Angela Menish is a long-time local and a familiar face at Petersburg Medical Center, but she's recently completed her education and is now playing a bigger role as a nurse practitioner.
"I first became an ETT, then an EMT 1, just any way I could get my foot in the door to get some training, and then took the CNA class and kind of kept going from there. It took a while to get the pre-nursing stuff done and get into the nursing program." Getting her pre-nursing credits online through Weber State in Ogden, Utah, she worked as a registered nurse at PMC for 17 years, advancing from staff nurse to director of patient care service, and director of nursing for acute care and ER. After raising her kids, she went back to school in 2017 to be a nurse practitioner, and being a student again felt natural thanks to her time teaching at PMC.
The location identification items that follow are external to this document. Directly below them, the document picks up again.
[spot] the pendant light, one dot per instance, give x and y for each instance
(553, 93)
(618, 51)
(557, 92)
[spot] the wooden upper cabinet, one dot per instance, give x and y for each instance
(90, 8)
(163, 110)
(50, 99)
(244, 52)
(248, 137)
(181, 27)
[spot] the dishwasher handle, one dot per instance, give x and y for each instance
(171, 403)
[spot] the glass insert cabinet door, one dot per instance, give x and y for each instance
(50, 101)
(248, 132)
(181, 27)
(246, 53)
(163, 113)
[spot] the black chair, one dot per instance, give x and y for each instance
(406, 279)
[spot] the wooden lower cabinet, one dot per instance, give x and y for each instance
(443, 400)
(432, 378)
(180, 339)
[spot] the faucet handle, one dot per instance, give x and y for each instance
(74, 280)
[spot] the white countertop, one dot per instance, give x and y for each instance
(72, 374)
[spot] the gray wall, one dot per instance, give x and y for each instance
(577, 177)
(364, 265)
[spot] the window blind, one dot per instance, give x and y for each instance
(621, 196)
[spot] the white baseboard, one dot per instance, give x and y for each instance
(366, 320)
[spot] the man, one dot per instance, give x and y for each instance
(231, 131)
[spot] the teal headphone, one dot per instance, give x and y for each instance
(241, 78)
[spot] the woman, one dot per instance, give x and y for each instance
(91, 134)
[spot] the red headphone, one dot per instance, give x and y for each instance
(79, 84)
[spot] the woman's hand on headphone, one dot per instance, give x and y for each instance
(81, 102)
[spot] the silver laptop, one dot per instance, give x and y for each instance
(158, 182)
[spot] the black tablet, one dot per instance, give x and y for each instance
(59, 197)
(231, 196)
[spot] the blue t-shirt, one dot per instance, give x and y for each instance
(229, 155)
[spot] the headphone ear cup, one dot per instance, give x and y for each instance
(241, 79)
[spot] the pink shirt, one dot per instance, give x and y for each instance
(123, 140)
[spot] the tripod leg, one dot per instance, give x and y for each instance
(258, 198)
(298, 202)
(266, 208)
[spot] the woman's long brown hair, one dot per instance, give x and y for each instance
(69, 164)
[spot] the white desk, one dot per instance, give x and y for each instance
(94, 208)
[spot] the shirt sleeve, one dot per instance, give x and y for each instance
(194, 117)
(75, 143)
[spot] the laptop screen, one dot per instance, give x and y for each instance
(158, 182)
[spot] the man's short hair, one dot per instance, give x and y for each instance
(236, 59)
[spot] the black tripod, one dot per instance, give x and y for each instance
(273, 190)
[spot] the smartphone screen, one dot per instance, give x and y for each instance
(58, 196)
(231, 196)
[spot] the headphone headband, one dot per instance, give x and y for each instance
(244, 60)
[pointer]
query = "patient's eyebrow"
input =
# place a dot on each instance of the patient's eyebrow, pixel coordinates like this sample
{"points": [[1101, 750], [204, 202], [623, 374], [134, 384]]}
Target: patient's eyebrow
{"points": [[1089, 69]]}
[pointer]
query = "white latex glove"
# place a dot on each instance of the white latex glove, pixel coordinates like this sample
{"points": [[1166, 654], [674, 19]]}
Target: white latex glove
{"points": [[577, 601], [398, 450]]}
"Family nurse practitioners take care of patients across their lifespans. We're trained to take care of people from infancy to elderly." Finishing her bachelor's through Western Governors University, then getting into George Mason University, she was lucky to be part of the first cohort of their online program, fully formed before COVID. And she was lucky to be in Petersburg.
"They said if you can get into a family practice that sees patients across the lifespan, get in there and stay in there, because that is where you're going to learn best. What better place than Petersburg? Because our providers see everyone in the community. So I did all 600-plus hours of my clinical time at our clinic. Dr. Hess and Dr. Hyer won an award for their outstanding faculty through the University of Washington, because they're amazing preceptors. I feel like I was luckier than any student in my program, because especially with COVID...they were struggling to find preceptors to take them...I only had to leave town to take my boards (final exams)."
The CNA and RN certification program in Petersburg is still going strong, with new cohorts accepted every other year. RN students' studies take them out of town for a month or more, but the CNA program is fully "Grow your own," Menish says, proud of her many years teaching CNA students in town.
To move up to nurse practitioner, what Menish didn't learn in-person at PMC, she did virtually. "There were some telehealth-style visits that we had to do. We had to use a lot of different technologies to be interactive because they wanted us to simulate being with a patient. At first, you think this is odd, but it really worked." And she excelled at virtual learning. "I won the Daisy award for student excellence from George Mason. I'm one of those people that likes to reach out if I don't know something...because that's what I expected of my students. I formed a really good relationship with all the faculty I worked with. It was pretty cool, because it's a big school. To be an online student, in Alaska, and to still be able to stand out was a big honor."
"Training to be a nurse practitioner there's a huge focus on partnering with patients...and coming up with an individualized plan to promote their wellbeing...I watched a lecture that was all about a patient that said, 'I'm healthy, I haven't been to the doctor in 20 years.' But then they come in and they're hypertensive, and they have other conditions that could have been managed years ago...With the Affordable Care Act, a lot of those preventative services are covered without any additional cost to the patient. A yearly physical, lab work, most insurance companies, unless they're grandfathered in, have to cover that."
Starting as an emergency trauma technician, Angela Menish has come full circle to now see patients while they're still healthy, and she aims to keep them that way.